Fred continued. "Back to our problem at hand. These bands have seen their idols taking swipes at each other in public and the result is they've lost their way, looking out for themselves and not thinking of their young fans at all. Do you want Saturday morning cartoon shows to be a musical war zone? Show them that four friends can live their own lives and still cherish what magic they made before without letting it define them as people. Come on lads, save Pepperland one more time. You can't play instruments while you're busy holding your pride in your hands; encore performance, eh? Remember, you all have kids that will go into the music business one day. Do you want them to turn out like this?"
The four friends looked at each other and sheepishly agreed. They quickly donned the Sgt Pepper's outfits that had been kept (and slightly let out for the intervening years) and snuck out of the sub to gather behind the bandstand. With Fred manning the soundboard, they rushed onto the stage and began to play.
(to the tune of Sgt. Pepper's Lonely Hearts Club Band)

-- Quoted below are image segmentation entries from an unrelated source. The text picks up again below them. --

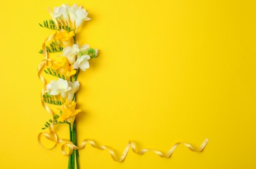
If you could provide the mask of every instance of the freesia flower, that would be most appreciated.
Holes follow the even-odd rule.
[[[45,92],[50,92],[52,96],[57,96],[61,94],[63,98],[66,98],[66,92],[71,90],[68,86],[68,81],[59,78],[58,81],[51,81],[50,83],[47,84]]]
[[[62,112],[58,120],[60,122],[66,120],[73,126],[76,115],[81,111],[80,109],[76,109],[76,103],[75,101],[73,101],[71,103],[69,103],[69,101],[66,100],[66,102],[58,109]]]
[[[85,55],[79,57],[76,60],[73,65],[74,69],[79,68],[83,71],[85,71],[86,69],[89,68],[88,60],[91,58],[89,55]]]
[[[75,36],[74,31],[68,32],[66,30],[61,29],[57,31],[55,40],[57,43],[62,43],[63,47],[66,47],[74,43],[74,36]]]
[[[74,83],[71,81],[68,81],[68,86],[71,87],[71,90],[68,91],[68,100],[71,103],[73,100],[74,95],[78,92],[80,84],[78,81],[75,81]]]
[[[76,73],[76,70],[74,70],[73,66],[68,64],[67,58],[62,56],[57,57],[51,60],[48,66],[52,70],[57,70],[60,74],[64,75],[68,80]]]
[[[86,50],[89,47],[89,45],[82,45],[79,46],[78,44],[74,44],[72,47],[66,46],[63,49],[63,56],[66,57],[70,64],[74,64],[79,53],[81,51],[83,55],[85,53]]]
[[[66,4],[53,7],[53,11],[50,8],[48,10],[57,27],[59,27],[59,23],[68,25],[75,32],[77,32],[83,21],[91,20],[87,17],[88,12],[82,8],[81,6],[78,6],[76,3],[72,6]]]

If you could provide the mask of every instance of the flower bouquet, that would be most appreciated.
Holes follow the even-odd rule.
[[[38,75],[46,84],[42,92],[42,104],[53,119],[49,120],[42,128],[49,128],[50,132],[42,134],[51,140],[57,141],[57,135],[52,131],[53,125],[68,124],[70,140],[63,141],[67,141],[69,146],[74,146],[77,145],[76,116],[81,111],[76,108],[76,93],[79,88],[77,78],[81,71],[85,72],[89,68],[89,61],[98,57],[98,50],[91,48],[87,44],[79,45],[76,41],[79,27],[83,21],[91,20],[87,17],[88,12],[81,6],[66,4],[54,7],[53,10],[48,8],[48,10],[51,18],[39,25],[55,32],[46,40],[39,51],[44,55],[45,59],[39,65]],[[48,57],[49,53],[57,52],[59,53],[57,57]],[[55,79],[46,84],[40,74],[42,70]],[[53,114],[46,103],[56,105],[59,113]],[[40,142],[40,144],[42,146]],[[64,146],[63,151],[64,151]],[[69,153],[64,153],[69,155],[68,168],[75,168],[75,166],[79,168],[78,150],[72,151],[70,150]]]
[[[42,49],[39,51],[40,53],[44,55],[44,59],[38,65],[38,76],[44,84],[41,91],[41,103],[51,119],[46,122],[42,128],[44,130],[48,129],[49,132],[40,133],[38,136],[38,143],[42,148],[45,148],[41,142],[42,136],[55,143],[50,149],[53,149],[58,144],[61,144],[62,153],[68,156],[69,169],[79,168],[78,150],[83,148],[87,142],[98,150],[107,149],[112,159],[117,162],[124,161],[130,148],[138,155],[152,151],[158,156],[166,158],[170,157],[180,144],[193,151],[204,150],[208,143],[207,138],[198,150],[190,144],[177,142],[166,154],[148,148],[137,151],[135,142],[130,140],[120,158],[117,157],[111,147],[99,146],[91,139],[84,139],[80,146],[78,146],[76,116],[81,112],[81,110],[76,107],[76,93],[79,88],[78,77],[81,72],[85,72],[89,68],[89,60],[98,57],[98,51],[96,49],[90,47],[88,44],[80,45],[76,40],[79,28],[83,22],[91,20],[87,17],[88,12],[85,8],[76,4],[72,6],[66,4],[53,7],[53,10],[48,8],[48,10],[51,19],[39,25],[55,32],[46,39]],[[52,53],[58,55],[50,57]],[[47,83],[43,73],[51,77],[50,83]],[[49,105],[53,105],[56,112],[50,109]],[[63,124],[69,126],[69,139],[59,138],[53,131],[54,125]]]

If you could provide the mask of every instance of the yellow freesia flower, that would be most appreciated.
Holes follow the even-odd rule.
[[[66,57],[59,56],[51,60],[51,64],[48,65],[52,70],[57,70],[61,75],[64,75],[67,80],[76,73],[73,65],[70,65]]]
[[[62,43],[63,47],[69,46],[74,44],[73,36],[75,36],[74,31],[68,32],[64,29],[57,31],[55,39],[57,43]]]
[[[74,101],[69,103],[68,100],[61,106],[58,109],[62,111],[61,115],[59,117],[58,121],[63,122],[66,120],[73,126],[76,115],[80,112],[81,109],[76,109],[76,103]]]

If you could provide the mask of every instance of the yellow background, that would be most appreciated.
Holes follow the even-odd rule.
[[[38,53],[54,31],[38,23],[63,1],[2,2],[1,168],[67,168],[58,146],[37,135],[50,117],[40,101]],[[78,33],[100,56],[80,73],[78,142],[94,139],[121,155],[129,140],[170,159],[130,152],[122,163],[87,145],[81,168],[255,168],[256,3],[245,1],[69,1],[92,20]],[[56,126],[61,138],[68,127]]]

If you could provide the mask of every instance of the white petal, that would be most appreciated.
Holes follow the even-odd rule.
[[[84,59],[81,63],[79,66],[80,69],[81,69],[83,71],[85,71],[86,69],[88,69],[89,68],[89,62]]]
[[[79,62],[78,60],[76,60],[76,61],[73,64],[73,68],[78,69],[78,68],[79,68]]]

Ten Years ago the Beetles came
Looked like Sgt Pepper just the same
Stopped the evil the Blue Meanies planned
And freed the Lonely Hearts Club band
So may I introduce to you
Back after all these years
Jon, Pall, Jorge and Rhingo four lads
[Bridge]
Though the Beetles are no longer a band
We love our band mates just the same
Petty arguments and selfish quotes
It's really getting kind of lame
We had some time to go, we had to time to grow
And now we're back to truly explain
Take care of friendships musical
Egos can get bruisical
We're such a lovely family
Watch for kids that idolize
Impressionable young eyes
Now don't make us go and stop the show
To thump some of your heads you know
But if you want to really sing a song
You're gonna have to get along
So here's an idea for you
Before we have to go away
Rotate bands so everyone gets to play
The boys finished playing and paused. There was dead silence for a moment and then the cartoon fighting resumed even more intensely. The Ozmonds were locked into hand-to-hand with the Jacksun 5ive, the Archys were punching and slapping it out with Josie and the Pussycats, and Pebbles and Bamm Bamm seemed to be chucking rocks at the Partidge Family 2200 A.D.

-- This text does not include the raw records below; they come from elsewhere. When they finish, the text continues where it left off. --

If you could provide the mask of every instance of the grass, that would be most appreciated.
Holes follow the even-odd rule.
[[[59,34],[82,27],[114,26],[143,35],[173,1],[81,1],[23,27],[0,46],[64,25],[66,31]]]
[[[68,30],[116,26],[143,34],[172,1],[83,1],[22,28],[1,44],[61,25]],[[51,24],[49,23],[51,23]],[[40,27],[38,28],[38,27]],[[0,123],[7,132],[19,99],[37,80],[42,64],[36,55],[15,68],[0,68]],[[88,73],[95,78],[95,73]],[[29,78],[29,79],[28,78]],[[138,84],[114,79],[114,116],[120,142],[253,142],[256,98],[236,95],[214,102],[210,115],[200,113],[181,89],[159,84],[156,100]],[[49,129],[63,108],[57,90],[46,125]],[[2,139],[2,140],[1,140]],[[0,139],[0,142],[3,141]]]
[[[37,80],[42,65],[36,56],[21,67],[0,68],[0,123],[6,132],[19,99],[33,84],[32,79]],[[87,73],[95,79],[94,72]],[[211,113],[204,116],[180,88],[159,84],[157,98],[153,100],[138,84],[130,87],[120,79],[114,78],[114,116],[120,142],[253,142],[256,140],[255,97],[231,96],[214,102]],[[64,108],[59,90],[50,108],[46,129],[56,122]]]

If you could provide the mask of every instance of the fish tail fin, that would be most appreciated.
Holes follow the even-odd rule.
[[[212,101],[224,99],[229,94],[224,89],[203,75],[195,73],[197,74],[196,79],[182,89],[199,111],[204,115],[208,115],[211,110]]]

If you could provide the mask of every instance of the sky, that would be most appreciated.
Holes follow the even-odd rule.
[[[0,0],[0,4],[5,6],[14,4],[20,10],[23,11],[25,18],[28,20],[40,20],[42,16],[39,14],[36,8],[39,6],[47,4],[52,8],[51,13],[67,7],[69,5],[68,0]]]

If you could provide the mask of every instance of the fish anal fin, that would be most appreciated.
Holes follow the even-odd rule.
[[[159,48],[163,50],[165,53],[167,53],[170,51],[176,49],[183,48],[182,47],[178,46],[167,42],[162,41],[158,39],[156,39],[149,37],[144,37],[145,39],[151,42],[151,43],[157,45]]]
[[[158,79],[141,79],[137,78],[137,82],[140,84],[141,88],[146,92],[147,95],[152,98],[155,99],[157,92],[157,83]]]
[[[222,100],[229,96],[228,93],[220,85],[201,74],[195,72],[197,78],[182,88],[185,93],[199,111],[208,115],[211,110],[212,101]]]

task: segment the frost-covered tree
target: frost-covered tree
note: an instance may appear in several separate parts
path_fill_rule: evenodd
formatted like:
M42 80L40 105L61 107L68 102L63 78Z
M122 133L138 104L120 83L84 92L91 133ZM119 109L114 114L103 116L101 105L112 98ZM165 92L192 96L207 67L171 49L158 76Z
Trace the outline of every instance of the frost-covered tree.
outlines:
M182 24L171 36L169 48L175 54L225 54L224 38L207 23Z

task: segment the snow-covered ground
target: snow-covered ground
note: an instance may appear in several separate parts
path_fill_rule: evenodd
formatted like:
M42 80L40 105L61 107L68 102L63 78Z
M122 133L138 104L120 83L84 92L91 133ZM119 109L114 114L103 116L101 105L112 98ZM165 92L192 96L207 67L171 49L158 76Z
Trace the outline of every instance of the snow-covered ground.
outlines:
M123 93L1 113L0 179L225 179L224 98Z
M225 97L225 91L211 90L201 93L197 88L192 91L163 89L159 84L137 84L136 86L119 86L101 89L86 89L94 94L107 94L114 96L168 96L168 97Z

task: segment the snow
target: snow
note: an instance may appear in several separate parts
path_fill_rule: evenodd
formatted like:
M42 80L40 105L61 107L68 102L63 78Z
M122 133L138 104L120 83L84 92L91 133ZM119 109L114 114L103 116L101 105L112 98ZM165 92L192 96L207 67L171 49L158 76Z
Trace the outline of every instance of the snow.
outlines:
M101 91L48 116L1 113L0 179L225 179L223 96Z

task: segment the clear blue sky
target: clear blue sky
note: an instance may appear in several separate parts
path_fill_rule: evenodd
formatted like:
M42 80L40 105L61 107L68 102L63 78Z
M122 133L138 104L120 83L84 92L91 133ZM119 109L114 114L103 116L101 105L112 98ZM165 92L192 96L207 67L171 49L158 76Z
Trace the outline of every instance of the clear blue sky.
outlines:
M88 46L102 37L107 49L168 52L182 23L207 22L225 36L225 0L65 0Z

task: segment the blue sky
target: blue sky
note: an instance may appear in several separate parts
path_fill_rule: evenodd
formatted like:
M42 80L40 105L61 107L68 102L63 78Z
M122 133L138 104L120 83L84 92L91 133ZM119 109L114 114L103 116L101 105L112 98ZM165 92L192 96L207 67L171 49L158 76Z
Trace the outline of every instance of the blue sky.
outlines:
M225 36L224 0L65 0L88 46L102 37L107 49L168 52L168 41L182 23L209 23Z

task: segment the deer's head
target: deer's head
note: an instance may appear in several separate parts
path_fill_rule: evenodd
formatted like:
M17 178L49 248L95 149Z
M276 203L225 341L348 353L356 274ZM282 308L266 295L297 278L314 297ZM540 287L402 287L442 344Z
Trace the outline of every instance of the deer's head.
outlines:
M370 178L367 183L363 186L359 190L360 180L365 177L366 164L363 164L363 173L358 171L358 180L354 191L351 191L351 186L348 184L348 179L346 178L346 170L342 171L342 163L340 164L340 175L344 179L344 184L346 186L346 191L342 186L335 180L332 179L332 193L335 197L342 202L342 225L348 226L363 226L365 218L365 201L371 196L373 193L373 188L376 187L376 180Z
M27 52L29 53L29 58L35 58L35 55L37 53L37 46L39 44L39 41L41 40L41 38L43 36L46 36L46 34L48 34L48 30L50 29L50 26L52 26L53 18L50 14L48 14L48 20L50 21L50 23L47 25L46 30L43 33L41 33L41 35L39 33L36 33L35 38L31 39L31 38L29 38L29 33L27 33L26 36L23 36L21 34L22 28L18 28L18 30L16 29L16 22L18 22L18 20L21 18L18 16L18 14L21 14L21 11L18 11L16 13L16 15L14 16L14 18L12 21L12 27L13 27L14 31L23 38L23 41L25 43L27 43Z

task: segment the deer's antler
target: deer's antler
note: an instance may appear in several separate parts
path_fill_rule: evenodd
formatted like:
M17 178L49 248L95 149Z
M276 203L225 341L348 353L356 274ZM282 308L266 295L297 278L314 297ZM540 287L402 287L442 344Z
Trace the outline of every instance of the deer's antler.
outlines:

Jon mulled over the situation. "I think we need someone to lend us a hand" he said. He called out "Oh glove, lovely glove! Come help us with your presence above." A growing shriek came from the north as a flying shape rapidly approached. In resolved into the flying glove, who stopped and hovered over the fighting musicians. An immediate silence fell over the crowd.
"Perhaps you didn't hear our call" said Jorge.
"Either play nice..." Pall continued.
"...or don't play at all" finished Rhingo.
And because it was Pepperland, and there is magic in the very air and earth, the crowd embraced as much out of love as of fear. It slowly dawned on the bruised and bloodied band members below that playing music was what they enjoyed, and not being crushed by a giant glove.
"That looks like it's done it," said Fred "time to take you guys home. Have you learned anything?"
"Never come to Pepperland again!" they said in unison.